METHODS: A Cre-loxP system-based mouse model was constructed by inserting the CAG-loxP-STOP-loxP-hTSHR A-subunit cassette into the Rosa26 locus of the mouse genome. Conditional expression of the hTSHR A-subunit was successfully achieved by intramuscular injection of the transactivator of transcription (TAT)-Cre recombinase (GD mice). The blood tests for anti-TSHR antibodies and the total T4 level were performed. Magnetic resonance imaging was used to monitor morphological changes in the eyes. A histological examination of the thyroid glands and retrobulbar tissues was performed to observe pathological changes.

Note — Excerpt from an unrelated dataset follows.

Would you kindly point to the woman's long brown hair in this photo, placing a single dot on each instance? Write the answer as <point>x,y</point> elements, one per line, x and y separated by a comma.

RESULTS: Twenty-four (8 Control, 16 GD) mice were investigated. All GD mice exhibited higher levels of TSHR Abs compared to the control group. Moreover, more than 80% of the mouse models showed elevated T4 levels accompanied by thyroid goiters. MRI analysis revealed an increased volume of retrobulbar tissue, while immunohistochemical staining of orbital tissues exhibited macrophages infiltration and muscle fibrosis in the GD mice, contrasting with the control group.

CONCLUSIONS: Our novel mouse model for GD that showed the histological features of GO was successfully established using the Cre-loxP system. This animal model offers improved insights and contributes to advancing methodological developments for GD and GO.